複数の取材源はさらに、イ氏がこれらの人々と付き合っていることを見聞きしたと口をそろえて証言したが、イ氏はキム議員の婿を除いてすべて親密な関係を認めなかった。
製作スタッフのインタビューに応じたM氏(仮名)、G氏(仮名)は、キム議員の婿のI氏、CF監督B氏らが2009年、2010年にしばしば一緒に通って麻薬を使った情況があると主張した。具体的にHクラブ、Bクラブについて証言し、当時、当該業者で勤務していた関係者たちはイ・シヒョン氏が彼らと懇意にしていたと明らかにした。
G氏はイ氏について「もの静かで用心深そうだった。李明博元大統領の息子なので警護員も外にいた。薬を渡すと薬を受け取りトイレに行ったので。また、S氏(仮名)がイ・シヒョン氏に薬を渡したという話も聞いた」として、麻薬を使ったという趣旨の証言をした。

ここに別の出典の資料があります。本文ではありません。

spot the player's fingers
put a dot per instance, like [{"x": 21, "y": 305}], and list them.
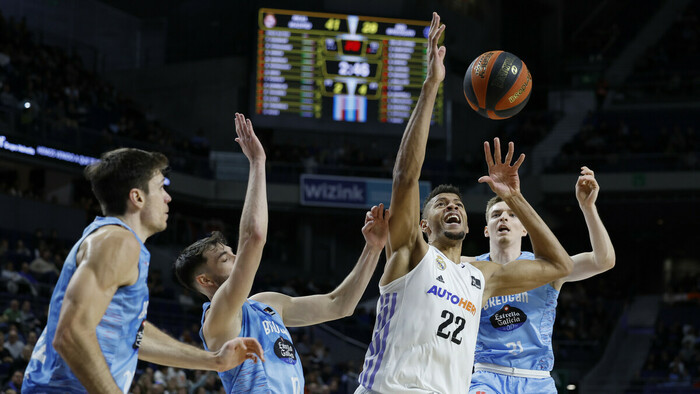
[
  {"x": 497, "y": 150},
  {"x": 520, "y": 161},
  {"x": 237, "y": 122},
  {"x": 590, "y": 179},
  {"x": 250, "y": 127},
  {"x": 487, "y": 154},
  {"x": 255, "y": 346},
  {"x": 509, "y": 154}
]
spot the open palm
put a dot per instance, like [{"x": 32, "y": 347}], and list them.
[{"x": 503, "y": 177}]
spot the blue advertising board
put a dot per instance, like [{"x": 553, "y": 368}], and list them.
[{"x": 348, "y": 192}]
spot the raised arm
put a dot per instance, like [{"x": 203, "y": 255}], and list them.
[
  {"x": 341, "y": 302},
  {"x": 602, "y": 257},
  {"x": 159, "y": 348},
  {"x": 404, "y": 233},
  {"x": 551, "y": 263},
  {"x": 223, "y": 319},
  {"x": 107, "y": 260}
]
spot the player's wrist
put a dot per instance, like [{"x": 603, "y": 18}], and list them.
[{"x": 431, "y": 83}]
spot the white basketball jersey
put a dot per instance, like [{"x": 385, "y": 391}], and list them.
[{"x": 425, "y": 333}]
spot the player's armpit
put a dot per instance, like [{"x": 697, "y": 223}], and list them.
[{"x": 107, "y": 260}]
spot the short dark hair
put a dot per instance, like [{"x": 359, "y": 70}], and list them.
[
  {"x": 493, "y": 201},
  {"x": 120, "y": 170},
  {"x": 444, "y": 188},
  {"x": 192, "y": 257}
]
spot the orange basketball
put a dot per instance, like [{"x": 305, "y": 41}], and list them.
[{"x": 497, "y": 85}]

放送の中間に登場したある元検事は「昨年イ・シヒョン氏が受けた麻薬検査では、4年前に麻薬をしたかしなかったかを判断することはできない」と説明した。
イ・シヒョン氏側は、虚偽報道による名誉毀損を主張し、裁判所に放送禁止仮処分申請を出したが、18日ソウル南部地裁民事合議51部(キム・ドヒョン首席部長判事)がこれを棄却し、番組は正常に放送された。